Ashly Robinson, influenceuse américaine suivie par une large communauté en ligne, a été retrouvée sans vie le 9 avril dernier à Zanzibar, archipel tanzanien prisé des touristes étrangers. Les enquêteurs locaux ont conclu à un suicide après avoir établi qu'elle avait interrogé ChatGPT, l'assistant conversationnel de la société OpenAI, pour obtenir des informations sur les moyens de mettre fin à ses jours. Une conclusion que la famille de la défunte conteste, réclamant des investigations plus approfondies sur les circonstances exactes de sa mort.

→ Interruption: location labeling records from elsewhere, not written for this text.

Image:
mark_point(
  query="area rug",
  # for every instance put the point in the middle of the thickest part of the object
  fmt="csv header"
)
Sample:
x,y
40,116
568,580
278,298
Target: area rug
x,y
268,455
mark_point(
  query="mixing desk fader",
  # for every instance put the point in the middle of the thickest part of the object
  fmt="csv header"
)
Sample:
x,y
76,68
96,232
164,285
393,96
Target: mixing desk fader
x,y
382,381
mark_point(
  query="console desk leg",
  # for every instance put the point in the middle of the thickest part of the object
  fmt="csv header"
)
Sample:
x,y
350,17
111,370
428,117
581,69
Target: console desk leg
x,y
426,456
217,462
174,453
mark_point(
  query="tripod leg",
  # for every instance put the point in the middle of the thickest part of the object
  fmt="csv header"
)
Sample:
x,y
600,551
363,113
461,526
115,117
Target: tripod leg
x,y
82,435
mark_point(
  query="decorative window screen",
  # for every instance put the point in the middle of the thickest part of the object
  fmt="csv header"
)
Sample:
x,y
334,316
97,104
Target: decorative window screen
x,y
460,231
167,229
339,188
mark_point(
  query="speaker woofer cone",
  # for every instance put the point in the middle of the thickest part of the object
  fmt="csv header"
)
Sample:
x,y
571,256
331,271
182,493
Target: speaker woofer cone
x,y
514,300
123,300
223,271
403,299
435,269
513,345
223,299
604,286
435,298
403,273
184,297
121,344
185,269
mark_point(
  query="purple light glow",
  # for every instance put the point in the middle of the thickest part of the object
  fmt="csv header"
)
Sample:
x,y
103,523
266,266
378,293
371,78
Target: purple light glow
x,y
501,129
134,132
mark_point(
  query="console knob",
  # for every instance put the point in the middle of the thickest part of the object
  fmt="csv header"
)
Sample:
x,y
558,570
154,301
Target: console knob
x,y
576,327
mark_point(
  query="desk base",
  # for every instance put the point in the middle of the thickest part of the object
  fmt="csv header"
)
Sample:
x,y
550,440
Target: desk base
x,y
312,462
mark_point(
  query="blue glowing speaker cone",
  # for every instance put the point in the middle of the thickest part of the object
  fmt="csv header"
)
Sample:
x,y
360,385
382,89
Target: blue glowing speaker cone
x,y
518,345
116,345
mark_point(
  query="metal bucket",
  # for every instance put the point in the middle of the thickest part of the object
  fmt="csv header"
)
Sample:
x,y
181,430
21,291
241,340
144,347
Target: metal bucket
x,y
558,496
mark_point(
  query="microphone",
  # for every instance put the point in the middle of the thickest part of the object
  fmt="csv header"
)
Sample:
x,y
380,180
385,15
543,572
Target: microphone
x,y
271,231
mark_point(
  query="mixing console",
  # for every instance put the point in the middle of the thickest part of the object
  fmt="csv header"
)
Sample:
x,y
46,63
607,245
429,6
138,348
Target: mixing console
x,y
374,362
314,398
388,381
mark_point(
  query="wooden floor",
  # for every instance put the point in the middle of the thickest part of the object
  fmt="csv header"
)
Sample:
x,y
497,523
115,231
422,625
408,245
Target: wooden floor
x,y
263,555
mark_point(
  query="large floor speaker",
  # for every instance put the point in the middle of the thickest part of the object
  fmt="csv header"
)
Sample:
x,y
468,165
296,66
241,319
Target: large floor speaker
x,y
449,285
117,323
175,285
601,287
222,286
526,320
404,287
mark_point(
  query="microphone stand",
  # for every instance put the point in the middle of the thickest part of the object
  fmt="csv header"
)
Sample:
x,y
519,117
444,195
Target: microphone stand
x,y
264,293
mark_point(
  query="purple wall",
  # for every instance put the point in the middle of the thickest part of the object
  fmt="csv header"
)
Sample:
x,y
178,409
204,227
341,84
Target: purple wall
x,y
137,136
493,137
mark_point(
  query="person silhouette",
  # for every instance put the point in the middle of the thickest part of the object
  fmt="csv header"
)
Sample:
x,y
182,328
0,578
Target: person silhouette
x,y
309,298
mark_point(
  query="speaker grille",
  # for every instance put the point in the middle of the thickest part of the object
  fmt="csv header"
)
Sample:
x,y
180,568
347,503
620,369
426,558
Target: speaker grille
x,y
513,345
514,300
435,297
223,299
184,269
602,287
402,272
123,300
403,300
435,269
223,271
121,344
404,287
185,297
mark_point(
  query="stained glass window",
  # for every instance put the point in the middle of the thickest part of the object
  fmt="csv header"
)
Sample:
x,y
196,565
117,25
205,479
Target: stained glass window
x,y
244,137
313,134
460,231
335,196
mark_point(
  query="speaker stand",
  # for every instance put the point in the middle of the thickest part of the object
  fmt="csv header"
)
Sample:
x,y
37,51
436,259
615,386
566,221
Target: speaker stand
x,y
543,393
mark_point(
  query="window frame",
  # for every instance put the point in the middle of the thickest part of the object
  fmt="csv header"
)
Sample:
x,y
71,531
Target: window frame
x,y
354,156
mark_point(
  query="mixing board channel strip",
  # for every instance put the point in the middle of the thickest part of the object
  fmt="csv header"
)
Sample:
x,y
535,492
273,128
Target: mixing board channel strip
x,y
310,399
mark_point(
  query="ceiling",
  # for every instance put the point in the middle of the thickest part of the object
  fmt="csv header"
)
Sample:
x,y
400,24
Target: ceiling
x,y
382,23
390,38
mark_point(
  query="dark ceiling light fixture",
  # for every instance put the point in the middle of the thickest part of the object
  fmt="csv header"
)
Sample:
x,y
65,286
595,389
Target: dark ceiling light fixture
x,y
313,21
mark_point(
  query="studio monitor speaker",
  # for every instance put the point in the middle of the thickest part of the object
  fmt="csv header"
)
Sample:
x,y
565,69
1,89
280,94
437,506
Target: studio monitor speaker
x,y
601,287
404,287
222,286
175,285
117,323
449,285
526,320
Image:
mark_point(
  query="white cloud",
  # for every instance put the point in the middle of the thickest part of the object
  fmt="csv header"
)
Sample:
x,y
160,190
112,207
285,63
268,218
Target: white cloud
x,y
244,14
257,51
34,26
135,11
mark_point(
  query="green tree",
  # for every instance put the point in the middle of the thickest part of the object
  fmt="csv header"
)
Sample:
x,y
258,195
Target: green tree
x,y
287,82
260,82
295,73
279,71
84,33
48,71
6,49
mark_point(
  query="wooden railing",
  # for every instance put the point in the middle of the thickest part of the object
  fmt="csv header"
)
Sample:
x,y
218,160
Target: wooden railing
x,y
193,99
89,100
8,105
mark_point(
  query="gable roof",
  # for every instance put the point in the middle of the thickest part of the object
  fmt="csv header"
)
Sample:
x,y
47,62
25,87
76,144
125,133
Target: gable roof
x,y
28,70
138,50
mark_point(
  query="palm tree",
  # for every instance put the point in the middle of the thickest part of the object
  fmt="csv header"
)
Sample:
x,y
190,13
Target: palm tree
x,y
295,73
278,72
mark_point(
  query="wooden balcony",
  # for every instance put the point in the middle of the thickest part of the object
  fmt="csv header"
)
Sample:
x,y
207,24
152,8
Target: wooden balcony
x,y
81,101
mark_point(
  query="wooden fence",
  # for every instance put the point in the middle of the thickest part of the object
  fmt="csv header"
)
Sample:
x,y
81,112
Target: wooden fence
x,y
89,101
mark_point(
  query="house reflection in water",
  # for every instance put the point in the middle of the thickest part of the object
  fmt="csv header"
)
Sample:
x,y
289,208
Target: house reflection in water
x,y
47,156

Cette affaire relance un débat mondial sur les dérives potentielles des intelligences artificielles génératives. ChatGPT, lancé fin 2022 par OpenAI, a rapidement conquis des centaines de millions d'utilisateurs à travers la planète. Si l'outil a été conçu pour refuser de fournir des informations susceptibles de nuire à ses utilisateurs, des failles dans ses garde-fous ont déjà été documentées par des chercheurs et des associations de prévention du suicide. Le cas d'Ashly Robinson n'est pas isolé : en Europe, plusieurs familles ont déjà mis en cause des chatbots dans des situations similaires, alimentant des appels à une régulation stricte de ces technologies.

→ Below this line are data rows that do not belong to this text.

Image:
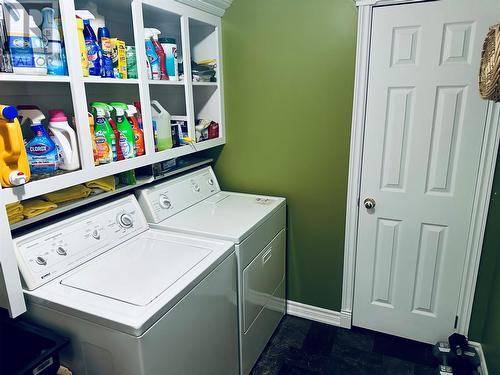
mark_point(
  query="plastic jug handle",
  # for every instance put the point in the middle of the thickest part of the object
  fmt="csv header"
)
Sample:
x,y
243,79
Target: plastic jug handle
x,y
15,142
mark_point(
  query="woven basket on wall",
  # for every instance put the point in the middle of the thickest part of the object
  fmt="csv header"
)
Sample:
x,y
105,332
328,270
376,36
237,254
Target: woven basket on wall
x,y
489,73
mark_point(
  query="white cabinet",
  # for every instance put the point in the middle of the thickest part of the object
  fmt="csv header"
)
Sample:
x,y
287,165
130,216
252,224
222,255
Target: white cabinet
x,y
198,37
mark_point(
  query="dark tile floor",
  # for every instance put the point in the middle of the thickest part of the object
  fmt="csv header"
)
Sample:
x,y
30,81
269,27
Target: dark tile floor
x,y
303,347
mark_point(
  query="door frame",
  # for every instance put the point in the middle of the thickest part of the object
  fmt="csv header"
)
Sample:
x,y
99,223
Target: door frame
x,y
483,187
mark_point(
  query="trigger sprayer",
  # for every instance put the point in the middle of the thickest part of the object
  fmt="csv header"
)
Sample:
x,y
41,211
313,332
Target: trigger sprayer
x,y
14,166
43,156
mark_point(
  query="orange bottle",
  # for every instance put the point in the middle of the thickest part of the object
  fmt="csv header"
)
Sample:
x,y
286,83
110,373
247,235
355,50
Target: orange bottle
x,y
14,166
139,135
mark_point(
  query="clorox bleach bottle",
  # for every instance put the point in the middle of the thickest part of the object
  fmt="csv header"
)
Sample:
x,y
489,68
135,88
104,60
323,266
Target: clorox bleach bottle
x,y
65,139
14,166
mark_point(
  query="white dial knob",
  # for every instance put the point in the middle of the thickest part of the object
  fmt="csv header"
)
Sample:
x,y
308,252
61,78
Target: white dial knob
x,y
125,221
165,202
96,234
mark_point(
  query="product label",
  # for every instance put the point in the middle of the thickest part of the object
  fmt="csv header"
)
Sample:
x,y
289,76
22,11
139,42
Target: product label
x,y
127,147
92,53
21,51
103,149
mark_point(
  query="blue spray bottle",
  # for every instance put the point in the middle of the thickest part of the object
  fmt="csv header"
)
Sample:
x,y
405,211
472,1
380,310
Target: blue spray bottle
x,y
106,52
43,156
93,50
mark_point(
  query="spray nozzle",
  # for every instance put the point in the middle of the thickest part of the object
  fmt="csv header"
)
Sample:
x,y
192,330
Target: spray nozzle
x,y
8,112
131,110
120,108
84,15
30,112
150,32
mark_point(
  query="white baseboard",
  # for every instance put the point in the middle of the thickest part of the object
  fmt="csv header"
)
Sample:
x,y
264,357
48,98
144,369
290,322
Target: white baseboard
x,y
319,314
479,348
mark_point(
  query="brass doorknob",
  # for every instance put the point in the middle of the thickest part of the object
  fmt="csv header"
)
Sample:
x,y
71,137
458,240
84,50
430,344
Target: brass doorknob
x,y
369,203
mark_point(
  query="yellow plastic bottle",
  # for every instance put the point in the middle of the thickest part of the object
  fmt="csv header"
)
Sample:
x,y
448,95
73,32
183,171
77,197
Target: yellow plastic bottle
x,y
83,49
14,167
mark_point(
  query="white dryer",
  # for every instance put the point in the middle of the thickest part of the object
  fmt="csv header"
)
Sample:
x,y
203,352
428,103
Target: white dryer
x,y
133,300
194,204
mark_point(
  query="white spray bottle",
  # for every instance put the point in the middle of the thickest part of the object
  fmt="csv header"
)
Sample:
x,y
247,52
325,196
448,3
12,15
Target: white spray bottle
x,y
65,139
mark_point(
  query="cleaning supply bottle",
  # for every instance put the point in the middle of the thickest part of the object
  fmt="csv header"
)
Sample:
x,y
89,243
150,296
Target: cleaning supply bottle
x,y
92,137
162,121
169,45
104,135
137,105
25,40
65,139
106,52
14,166
5,64
127,137
118,153
83,50
152,56
52,42
161,54
93,51
42,151
138,134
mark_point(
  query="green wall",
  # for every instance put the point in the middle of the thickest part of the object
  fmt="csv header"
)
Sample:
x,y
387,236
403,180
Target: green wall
x,y
289,72
485,322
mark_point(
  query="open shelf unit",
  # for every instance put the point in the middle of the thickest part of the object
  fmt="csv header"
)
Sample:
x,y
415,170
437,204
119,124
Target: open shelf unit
x,y
197,36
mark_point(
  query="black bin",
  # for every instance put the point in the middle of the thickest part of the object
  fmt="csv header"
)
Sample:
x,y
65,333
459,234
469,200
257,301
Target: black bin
x,y
28,349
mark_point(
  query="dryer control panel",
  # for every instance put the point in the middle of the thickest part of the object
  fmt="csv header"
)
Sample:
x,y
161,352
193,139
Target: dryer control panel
x,y
47,253
163,200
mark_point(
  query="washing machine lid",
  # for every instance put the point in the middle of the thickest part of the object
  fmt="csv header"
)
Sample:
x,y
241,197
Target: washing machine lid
x,y
138,271
225,215
134,284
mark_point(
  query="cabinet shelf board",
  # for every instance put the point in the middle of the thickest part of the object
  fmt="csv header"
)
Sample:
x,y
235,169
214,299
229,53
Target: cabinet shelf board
x,y
11,77
131,81
205,83
172,83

Pour le Sénégal et plus largement pour l'Afrique, la question revêt une acuité particulière. L'usage des smartphones et des applications d'intelligence artificielle progresse rapidement sur le continent, notamment chez les jeunes urbains. ChatGPT est désormais accessible depuis Dakar, Abidjan ou Nairobi sans aucune restriction. Or les dispositifs de santé mentale demeurent insuffisants dans la plupart des pays africains, et la prévention du suicide reste un sujet largement tabou, peu pris en charge par les politiques publiques de santé. Dans ce contexte, la circulation non encadrée d'outils capables de répondre à des requêtes sensibles constitue un risque réel.

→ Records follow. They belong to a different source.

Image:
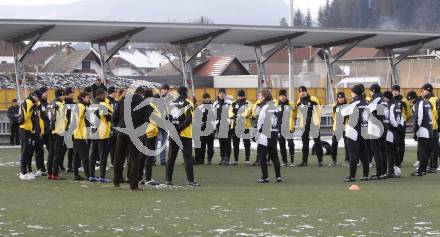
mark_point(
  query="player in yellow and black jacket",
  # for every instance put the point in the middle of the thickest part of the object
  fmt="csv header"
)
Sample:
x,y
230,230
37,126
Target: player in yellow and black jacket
x,y
181,113
284,105
111,100
58,127
104,130
403,105
150,141
428,93
29,124
311,106
341,101
80,135
44,137
241,109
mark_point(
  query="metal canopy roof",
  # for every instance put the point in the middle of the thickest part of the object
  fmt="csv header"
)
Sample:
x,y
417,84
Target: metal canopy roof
x,y
92,31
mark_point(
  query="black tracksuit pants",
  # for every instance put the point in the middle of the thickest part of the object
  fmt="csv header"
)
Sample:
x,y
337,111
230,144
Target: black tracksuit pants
x,y
102,155
225,147
358,150
305,149
206,144
378,151
27,140
14,138
146,165
433,158
334,148
400,148
56,153
187,157
283,151
40,141
269,152
236,145
125,147
391,155
423,153
81,154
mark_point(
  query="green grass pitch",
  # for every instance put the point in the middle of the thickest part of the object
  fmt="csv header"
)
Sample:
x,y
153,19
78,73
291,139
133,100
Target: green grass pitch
x,y
312,201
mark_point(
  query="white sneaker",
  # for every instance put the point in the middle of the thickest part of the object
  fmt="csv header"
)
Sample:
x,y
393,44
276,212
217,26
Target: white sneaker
x,y
416,164
26,177
31,175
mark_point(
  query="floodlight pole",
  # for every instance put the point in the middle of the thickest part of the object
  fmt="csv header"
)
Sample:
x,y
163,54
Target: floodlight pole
x,y
291,48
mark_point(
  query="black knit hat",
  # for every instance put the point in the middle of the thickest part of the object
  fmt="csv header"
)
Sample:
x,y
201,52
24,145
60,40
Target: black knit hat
x,y
206,96
36,93
427,87
148,93
395,88
340,95
100,91
111,90
375,88
357,89
59,92
68,91
282,92
388,95
411,95
302,88
182,90
43,90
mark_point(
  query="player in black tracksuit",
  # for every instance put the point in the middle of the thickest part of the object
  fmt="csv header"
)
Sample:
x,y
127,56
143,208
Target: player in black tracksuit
x,y
389,123
403,105
284,105
181,113
422,130
334,147
44,136
397,130
207,141
69,94
357,145
221,108
241,109
377,135
267,137
312,116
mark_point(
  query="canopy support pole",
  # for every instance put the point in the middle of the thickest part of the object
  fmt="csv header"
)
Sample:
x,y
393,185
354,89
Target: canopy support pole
x,y
20,50
260,68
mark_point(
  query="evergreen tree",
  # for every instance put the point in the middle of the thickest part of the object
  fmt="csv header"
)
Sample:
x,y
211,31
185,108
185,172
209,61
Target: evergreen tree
x,y
299,18
308,22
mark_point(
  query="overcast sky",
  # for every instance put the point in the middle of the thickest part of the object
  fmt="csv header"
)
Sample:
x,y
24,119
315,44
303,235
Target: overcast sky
x,y
302,4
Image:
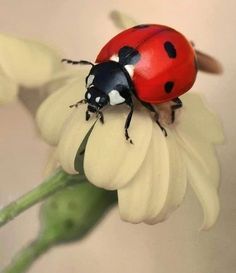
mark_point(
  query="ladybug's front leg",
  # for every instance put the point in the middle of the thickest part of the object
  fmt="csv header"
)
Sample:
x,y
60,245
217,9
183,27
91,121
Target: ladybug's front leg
x,y
128,120
178,104
78,103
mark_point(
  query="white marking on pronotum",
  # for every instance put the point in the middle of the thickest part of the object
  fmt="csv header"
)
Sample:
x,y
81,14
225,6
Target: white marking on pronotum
x,y
115,97
88,95
130,69
90,80
97,99
114,58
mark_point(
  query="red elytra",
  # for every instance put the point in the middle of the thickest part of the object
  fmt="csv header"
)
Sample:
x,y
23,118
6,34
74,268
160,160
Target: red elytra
x,y
167,67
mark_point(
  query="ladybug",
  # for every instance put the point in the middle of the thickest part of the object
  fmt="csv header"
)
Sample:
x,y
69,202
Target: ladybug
x,y
153,63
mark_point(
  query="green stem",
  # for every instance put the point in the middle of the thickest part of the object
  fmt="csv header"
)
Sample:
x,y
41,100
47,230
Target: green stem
x,y
25,258
52,184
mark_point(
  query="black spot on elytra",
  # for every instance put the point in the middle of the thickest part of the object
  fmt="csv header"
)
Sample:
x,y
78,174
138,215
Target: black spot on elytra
x,y
169,86
170,49
69,224
128,55
196,64
142,26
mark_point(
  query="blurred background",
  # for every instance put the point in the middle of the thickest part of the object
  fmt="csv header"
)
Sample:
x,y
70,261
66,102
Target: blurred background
x,y
79,29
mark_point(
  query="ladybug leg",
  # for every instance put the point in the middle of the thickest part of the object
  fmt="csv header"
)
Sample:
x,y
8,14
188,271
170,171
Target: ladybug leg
x,y
128,120
152,109
100,116
178,104
78,103
76,62
87,115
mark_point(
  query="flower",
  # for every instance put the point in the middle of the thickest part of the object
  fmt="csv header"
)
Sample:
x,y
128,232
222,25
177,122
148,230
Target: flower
x,y
151,175
25,63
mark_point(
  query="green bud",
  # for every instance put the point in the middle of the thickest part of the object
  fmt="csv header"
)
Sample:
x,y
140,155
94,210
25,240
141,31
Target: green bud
x,y
71,213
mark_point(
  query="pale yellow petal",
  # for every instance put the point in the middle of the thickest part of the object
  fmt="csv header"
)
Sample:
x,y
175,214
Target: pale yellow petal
x,y
205,190
197,119
51,164
55,110
28,63
144,197
8,90
121,20
111,161
177,181
73,134
196,136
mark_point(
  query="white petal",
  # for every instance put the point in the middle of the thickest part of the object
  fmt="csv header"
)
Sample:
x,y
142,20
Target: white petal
x,y
55,110
197,119
121,20
159,186
146,193
73,134
196,135
206,192
27,62
111,161
177,181
8,90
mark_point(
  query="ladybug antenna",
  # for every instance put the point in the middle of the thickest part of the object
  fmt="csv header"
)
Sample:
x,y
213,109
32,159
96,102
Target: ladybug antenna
x,y
84,101
83,62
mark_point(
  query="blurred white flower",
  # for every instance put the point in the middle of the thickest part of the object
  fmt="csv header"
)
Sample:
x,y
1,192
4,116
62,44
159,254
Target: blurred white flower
x,y
25,63
151,175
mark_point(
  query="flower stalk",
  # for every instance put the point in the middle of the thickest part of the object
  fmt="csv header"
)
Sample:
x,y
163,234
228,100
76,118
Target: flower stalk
x,y
56,182
66,216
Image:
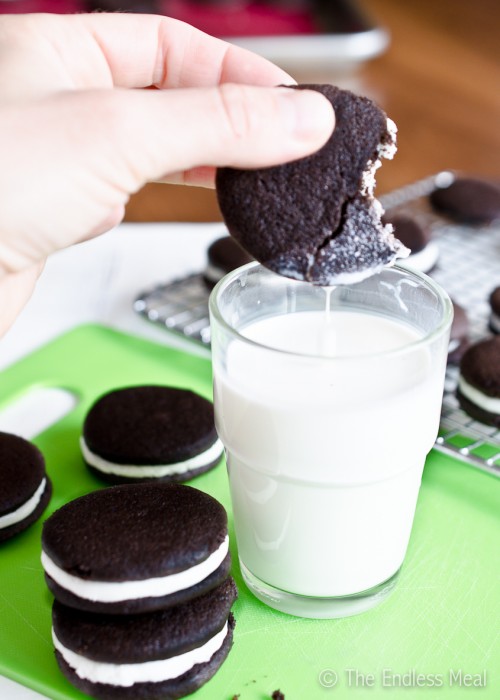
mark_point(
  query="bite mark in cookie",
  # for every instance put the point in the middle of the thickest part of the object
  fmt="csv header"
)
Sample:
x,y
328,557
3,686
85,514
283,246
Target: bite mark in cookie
x,y
316,219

La régulation des intelligences artificielles fait pourtant son chemin sur la scène internationale. L'Union européenne a adopté en 2024 son règlement sur l'IA, le premier cadre juridique contraignant au monde dans ce domaine. L'Union africaine, de son côté, travaille à l'élaboration d'une politique continentale sur le numérique, sans que des dispositions spécifiques à la sécurité des utilisateurs vulnérables n'aient encore été formalisées.

OpenAI, la société qui développe ChatGPT, n'a pas commenté publiquement cette affaire. L'entreprise indique habituellement que ses systèmes sont dotés de protocoles de sécurité orientant les utilisateurs en détresse vers des services d'aide psychologique. Le cas de Zanzibar soulève néanmoins la question de l'efficacité réelle de ces mécanismes face à des utilisateurs déterminés à contourner les filtres.

La mort d'Ashly Robinson à Zanzibar pourrait bien accélérer les discussions sur la responsabilité juridique des concepteurs d'outils d'intelligence artificielle lorsque leurs produits sont impliqués dans des drames humains.